# Structures for the implementation of Stream Ciphers

## Introduction

**Stream Ciphers** are a category of symmetric key cryptographic algorithms that encrypt data by operating on it bitwise (or bytewise), combining each piece of plaintext with a pseudorandom sequence known as **keystream**. Encryption involves applying an XOR operation between each plaintext bit and the corresponding keystream bit.
In this document are shown the three data stuctures related to the design and analysis of a stream cipher:

- The **Linear Feedback Shift Register class(LFSR)**, an hardware-based mechanism for producing pseudorandom bit sequences;

- The **Berlekamp-Massey algorithm**, used to find the minimal-length LFSR capable of generating a given bit sequence;

- The **Alternating-Step Generator**, which employs three interconnected LFSRs to introduce nonlinearity and irregular timing into the keystream.

It's also important to mention the **Bits class**, which is a mutable data structure for managing sequences of bits.
Lastly a final task has been dedicated to evaluating the cipher's security against a known-plaintext attack (KPA) scenario.

In [1]:
from bits import Bits
from lfsr import LFSR, berlekamp_massey
from bitgenerator import AlternatingStep

## LFSR

The **Linear Feedback Shift Register** (LFSR) is a type of shift register used to generate pseudorandom binary sequences in a **cyclic** and deterministic manner. At each clock cycle, the bits in the register are shifted, and a new feedback bit is inserted. This feedback bit is computed as a linear function (XOR) of selected bits from the current register state. The bit positions involved in this computation are known as "taps", determined by a feedback polynomial over the Galois Field 2.
The operation of an LFSR is defined by its initial state, called "seed", from which each subsequent state is uniquely and predictably determined. Due to the finite number of possible states, the sequence produced by an LFSR eventually becomes periodic, repeating after a certain number of steps. In cryptographic applications, LFSRs are often employed for key expansion, where the seed serves as the initial key material and the generated sequence provides a longer keystream for encryption purposes. The combination of simplicity, cyclic behavior, and predictable pseudorandomness makes LFSRs fundamental components in various digital systems.

In [3]:
# TEST LFSR
lfsr = LFSR(poly={5,2,1,0}, state=0b00101)
print(lfsr)

# Run steps to get a defined amount of output bits
lfsr = LFSR(poly={5,2,1,0}, state=0b00101)
out_bits = Bits(lfsr.output) + lfsr.run_steps(7)
print("\n8 steps result:", out_bits)

# Full cycle length
lfsr = LFSR(poly={5,2,1,0}, state=0b00101)
cycle_bits = lfsr.cycle()
print("Full cycle length:", len(cycle_bits))

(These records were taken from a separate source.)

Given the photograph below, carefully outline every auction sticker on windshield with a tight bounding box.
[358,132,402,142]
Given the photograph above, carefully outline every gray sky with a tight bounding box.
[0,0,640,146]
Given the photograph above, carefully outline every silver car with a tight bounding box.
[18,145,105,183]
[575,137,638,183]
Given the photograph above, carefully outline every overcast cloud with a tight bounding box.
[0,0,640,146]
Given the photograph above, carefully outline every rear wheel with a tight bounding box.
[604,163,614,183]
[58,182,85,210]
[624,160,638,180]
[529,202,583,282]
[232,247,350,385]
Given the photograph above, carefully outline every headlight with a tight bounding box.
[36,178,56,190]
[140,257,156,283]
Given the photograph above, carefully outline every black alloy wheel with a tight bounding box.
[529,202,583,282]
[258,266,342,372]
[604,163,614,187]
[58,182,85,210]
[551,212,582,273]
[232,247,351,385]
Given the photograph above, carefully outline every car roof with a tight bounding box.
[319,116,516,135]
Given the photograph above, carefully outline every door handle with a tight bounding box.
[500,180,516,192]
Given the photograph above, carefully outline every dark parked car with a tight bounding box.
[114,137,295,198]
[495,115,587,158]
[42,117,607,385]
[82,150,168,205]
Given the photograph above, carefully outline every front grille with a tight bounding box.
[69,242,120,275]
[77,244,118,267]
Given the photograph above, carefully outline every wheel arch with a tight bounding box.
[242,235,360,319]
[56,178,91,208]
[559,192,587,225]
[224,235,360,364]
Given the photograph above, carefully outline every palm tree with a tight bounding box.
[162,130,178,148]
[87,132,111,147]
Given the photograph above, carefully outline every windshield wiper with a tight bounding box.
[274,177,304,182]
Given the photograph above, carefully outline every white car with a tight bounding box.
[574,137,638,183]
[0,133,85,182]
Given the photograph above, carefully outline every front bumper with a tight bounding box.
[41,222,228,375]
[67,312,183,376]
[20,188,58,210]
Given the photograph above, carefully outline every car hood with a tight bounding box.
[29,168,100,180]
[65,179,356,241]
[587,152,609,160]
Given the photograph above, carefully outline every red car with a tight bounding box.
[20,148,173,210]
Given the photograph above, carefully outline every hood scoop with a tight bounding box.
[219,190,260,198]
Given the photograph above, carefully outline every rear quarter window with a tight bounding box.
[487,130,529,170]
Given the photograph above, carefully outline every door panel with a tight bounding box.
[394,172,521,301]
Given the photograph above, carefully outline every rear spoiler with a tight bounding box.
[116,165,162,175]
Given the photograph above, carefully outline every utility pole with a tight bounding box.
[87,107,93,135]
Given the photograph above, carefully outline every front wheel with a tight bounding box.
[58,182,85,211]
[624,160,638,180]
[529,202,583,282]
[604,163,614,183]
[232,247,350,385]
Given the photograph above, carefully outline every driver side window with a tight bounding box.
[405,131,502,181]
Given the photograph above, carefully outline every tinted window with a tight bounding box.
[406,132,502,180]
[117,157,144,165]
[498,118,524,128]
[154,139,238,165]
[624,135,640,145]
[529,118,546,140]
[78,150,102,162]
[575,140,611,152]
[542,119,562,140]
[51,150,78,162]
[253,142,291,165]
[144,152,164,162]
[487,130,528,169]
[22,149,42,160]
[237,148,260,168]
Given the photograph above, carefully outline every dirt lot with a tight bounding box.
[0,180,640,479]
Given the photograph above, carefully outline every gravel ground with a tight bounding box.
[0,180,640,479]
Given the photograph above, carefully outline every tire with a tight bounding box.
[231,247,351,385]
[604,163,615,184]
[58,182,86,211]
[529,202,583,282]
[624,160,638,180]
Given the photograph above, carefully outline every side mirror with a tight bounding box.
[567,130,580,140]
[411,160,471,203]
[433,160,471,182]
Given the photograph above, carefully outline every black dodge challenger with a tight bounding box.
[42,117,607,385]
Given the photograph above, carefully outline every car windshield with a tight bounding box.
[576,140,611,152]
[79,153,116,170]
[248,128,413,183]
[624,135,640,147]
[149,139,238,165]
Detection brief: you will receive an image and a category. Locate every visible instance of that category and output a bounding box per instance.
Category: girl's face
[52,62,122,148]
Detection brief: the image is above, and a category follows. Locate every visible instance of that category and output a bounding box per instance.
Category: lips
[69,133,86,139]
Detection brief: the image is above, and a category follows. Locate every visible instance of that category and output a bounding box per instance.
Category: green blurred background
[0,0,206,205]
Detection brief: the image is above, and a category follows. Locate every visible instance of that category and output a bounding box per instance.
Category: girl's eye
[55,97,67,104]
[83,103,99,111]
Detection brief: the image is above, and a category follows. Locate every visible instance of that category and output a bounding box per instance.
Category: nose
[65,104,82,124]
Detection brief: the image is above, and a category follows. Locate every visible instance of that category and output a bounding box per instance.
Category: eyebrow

LFSR(poly={5,2,1,0}, length=5, state=00101)

8 steps result: 10100111
Full cycle length: 7


## Berlekamp-Massey Algorithm

The **Berlekamp-Massey** algorithm plays a crucial role in cryptoanalysis by determining the shortest linear feedback polynomial that can reproduce a given pseudorandom binary sequence, deducing the structure of the LFSR and recovering its internal state or key.
It works by examining the sequence bit by bit sequentially. At each step, it checks if the current feedback polynomial correctly predicts the next bit. When a discrepancy occurs between the expected and actual bit, the algorithm updates the feedback polynomial. This adjustment is achieved by combining the current polynomial with a previously stored version that is shifted by an appropriate number of positions. This allows the algorithm to maintain past correct predictions while correcting the new error.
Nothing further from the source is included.